Why is a car slow to start in winter?
When the temperature drops, engine oil turns to the consistency of molasses. It takes more power to turn over an engine when the oil is sludge. If a battery is low on power, the result is the slow cranking of the engine on a cold morning. Eventually, the battery stops working.
Car batteries can decrease in power due to age or the heat. Summer heat can cause battery fluid to evaporate, damaging the battery’s internal part and decreasing battery performance. Older batteries can also lose power over time; car batteries should usually be replaced every 3-5 years. (Schedule an appointment to get a new battery installed.)
Slow cranking is only one sign of a dead battery. You can also tell if a car battery needs to be replaced if it needs to be jump started on a regular basis. Some cars also have a dashboard warning light that comes on when battery power is low.
In extremely rare cases, cars might not start in cold weather because of moisture in the fuel lines. Put simply, condensation can get into the fuel lines. The moisture can interrupt the flow of fuel and cause a slow start (or no start at all).
Older vehicles with carburetors can also have issues in the cold weather. This problem primarily occurs after the car has been sitting for a long time.

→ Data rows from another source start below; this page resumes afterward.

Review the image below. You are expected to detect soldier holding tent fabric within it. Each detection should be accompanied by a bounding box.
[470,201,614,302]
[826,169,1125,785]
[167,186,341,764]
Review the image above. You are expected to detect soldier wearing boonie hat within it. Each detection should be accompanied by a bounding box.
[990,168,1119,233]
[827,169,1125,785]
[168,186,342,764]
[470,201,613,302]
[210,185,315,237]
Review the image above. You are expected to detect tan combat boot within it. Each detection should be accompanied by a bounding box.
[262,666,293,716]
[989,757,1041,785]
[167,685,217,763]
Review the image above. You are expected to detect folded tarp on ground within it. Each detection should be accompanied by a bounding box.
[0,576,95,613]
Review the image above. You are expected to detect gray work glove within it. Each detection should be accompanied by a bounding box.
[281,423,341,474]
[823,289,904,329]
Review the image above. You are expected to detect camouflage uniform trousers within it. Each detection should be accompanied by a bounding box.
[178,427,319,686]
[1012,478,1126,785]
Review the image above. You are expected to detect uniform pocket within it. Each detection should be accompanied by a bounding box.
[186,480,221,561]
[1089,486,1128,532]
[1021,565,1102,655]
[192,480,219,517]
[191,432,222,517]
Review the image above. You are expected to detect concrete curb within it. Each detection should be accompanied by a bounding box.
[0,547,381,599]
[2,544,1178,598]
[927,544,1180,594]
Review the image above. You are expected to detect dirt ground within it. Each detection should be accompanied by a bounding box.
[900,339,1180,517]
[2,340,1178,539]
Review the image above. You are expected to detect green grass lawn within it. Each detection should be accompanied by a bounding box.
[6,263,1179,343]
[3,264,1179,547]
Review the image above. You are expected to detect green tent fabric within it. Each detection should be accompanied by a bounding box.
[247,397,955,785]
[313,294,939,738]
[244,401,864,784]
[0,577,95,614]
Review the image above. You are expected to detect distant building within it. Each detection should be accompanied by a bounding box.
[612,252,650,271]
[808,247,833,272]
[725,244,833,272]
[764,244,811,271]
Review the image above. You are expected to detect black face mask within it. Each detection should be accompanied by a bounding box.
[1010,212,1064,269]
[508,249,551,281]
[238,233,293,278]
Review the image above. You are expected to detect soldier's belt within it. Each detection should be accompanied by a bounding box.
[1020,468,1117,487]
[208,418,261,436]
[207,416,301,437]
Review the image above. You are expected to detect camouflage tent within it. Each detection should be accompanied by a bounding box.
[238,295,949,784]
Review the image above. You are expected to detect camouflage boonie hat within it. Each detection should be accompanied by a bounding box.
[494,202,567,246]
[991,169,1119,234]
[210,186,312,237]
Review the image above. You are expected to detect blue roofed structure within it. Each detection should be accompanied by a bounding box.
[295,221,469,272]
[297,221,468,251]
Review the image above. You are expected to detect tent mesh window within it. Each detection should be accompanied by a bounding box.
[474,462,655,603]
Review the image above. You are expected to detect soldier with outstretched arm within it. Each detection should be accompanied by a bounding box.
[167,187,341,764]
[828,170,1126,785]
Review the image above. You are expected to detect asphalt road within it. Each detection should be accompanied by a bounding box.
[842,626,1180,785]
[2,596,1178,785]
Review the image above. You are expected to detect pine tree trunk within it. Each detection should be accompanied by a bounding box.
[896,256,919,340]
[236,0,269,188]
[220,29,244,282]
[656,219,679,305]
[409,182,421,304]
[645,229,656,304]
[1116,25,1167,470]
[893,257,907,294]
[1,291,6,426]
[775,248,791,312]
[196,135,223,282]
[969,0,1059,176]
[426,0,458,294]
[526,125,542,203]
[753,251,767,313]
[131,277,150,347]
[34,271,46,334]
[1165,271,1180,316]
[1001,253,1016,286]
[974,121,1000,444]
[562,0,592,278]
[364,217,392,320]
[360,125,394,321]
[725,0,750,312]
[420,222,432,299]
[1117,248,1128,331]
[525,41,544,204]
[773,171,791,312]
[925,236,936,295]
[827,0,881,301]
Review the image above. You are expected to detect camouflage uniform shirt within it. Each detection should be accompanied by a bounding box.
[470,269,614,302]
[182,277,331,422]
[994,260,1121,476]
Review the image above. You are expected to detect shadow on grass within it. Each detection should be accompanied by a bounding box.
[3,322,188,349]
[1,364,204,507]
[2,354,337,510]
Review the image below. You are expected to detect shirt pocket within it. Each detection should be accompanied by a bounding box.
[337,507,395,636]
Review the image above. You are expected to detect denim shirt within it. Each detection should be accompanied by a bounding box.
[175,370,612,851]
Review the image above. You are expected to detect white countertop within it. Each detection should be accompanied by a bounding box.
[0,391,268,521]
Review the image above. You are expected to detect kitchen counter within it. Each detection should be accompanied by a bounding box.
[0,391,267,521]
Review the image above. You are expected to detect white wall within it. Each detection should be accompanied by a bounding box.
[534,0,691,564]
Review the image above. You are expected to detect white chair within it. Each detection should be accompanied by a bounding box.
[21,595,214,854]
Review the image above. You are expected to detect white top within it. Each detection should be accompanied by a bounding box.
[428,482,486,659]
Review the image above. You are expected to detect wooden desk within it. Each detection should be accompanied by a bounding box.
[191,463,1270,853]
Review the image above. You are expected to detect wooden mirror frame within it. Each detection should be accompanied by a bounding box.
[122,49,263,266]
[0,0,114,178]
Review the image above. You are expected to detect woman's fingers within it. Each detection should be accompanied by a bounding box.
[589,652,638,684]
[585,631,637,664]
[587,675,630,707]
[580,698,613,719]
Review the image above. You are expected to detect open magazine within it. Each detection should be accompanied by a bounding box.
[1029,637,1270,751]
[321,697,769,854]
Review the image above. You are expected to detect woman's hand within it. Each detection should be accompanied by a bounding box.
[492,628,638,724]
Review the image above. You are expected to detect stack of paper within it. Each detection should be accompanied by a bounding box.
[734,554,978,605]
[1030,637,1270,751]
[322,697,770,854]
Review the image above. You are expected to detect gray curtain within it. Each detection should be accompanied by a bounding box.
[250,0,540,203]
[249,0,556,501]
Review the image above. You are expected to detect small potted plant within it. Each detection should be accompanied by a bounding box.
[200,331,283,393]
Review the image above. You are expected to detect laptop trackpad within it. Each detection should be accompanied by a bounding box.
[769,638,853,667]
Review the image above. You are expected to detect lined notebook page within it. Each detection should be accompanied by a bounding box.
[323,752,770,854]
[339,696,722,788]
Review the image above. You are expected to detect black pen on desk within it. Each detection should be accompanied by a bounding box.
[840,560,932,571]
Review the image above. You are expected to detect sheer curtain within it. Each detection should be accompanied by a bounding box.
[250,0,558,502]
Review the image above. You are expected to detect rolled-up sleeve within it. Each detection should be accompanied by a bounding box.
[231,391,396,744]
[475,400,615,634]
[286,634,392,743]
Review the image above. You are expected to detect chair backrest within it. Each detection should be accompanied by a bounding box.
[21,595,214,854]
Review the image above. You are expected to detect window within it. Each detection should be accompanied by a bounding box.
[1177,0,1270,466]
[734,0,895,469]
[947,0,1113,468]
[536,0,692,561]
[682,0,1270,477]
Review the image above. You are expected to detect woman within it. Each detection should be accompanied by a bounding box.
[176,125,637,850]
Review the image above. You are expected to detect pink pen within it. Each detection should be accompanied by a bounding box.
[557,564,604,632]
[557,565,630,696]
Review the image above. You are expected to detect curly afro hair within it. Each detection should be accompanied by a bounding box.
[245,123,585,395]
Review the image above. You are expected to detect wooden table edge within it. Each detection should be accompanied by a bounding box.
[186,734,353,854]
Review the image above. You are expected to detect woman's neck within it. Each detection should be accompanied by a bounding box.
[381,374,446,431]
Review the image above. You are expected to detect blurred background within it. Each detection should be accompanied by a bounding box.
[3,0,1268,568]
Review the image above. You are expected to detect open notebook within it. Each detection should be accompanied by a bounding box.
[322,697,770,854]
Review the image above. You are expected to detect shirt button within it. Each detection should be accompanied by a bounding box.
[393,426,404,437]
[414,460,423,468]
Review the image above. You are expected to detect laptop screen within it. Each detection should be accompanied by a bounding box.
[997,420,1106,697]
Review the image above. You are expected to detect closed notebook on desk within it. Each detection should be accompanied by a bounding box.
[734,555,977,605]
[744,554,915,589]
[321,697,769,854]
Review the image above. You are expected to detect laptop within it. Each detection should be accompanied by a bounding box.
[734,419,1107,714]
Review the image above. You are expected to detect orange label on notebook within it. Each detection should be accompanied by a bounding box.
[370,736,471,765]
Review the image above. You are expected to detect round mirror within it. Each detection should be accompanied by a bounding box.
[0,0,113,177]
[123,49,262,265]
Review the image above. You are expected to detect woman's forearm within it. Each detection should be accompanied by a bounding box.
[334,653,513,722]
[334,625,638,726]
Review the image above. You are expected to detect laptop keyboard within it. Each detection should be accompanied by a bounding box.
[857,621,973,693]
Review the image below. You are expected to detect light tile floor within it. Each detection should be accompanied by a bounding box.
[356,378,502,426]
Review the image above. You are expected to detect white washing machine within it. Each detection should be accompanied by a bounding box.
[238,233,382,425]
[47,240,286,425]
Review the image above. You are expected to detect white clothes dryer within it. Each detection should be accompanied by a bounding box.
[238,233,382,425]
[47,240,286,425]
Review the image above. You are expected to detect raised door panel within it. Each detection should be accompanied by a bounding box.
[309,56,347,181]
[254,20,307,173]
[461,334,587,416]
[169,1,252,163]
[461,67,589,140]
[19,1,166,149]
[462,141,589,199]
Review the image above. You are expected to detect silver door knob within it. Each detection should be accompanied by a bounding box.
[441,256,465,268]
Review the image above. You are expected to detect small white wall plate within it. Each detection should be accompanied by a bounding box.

Sometimes, the slow start of a car has nothing to do with the cold weather. A slow-starting car can be caused by old spark plugs, which should be replaced every 30-100,000. (Ask your mechanic if it’s time for the spark plugs to be replaced.) A failing starter or corroded wiring can also cause a car to start slowly (or not at all).
How can I keep my car starting smoothly in the cold weather?
To avoid the annoying slow start of a car in cold weather (and other winter breakdowns), use these cold weather car maintenance tips:
- Have the battery checked on a regular basis. A mechanic can test the battery to determine when it is low on power.
- Regularly schedule oil changes. Ask your mechanic how often the oil should be changed.
- When the temperature drops, check the tire pressure on every tire (including the spare). Frigid temperatures cause a sharp drop in air pressure (use these step-by-step instructions for checking tire pressure). Make sure to check the spare tire as well, so it is in good shape in case of a flat tire.
- Make sure car fluids are topped off. Add checking the oil and antifreeze level on a regular basis. Both of these fluids are essential for a smooth-running car.
- Pack an emergency car kit. A car kit may not stop a car’s slow start, but it can be helpful if a battery suddenly goes dead or the car breaks down. Use this list of emergency car kit essentials to assemble a complete kit—and don’t forget to pack cold weather gear that can keep you warm when you get stranded in the freezing weather.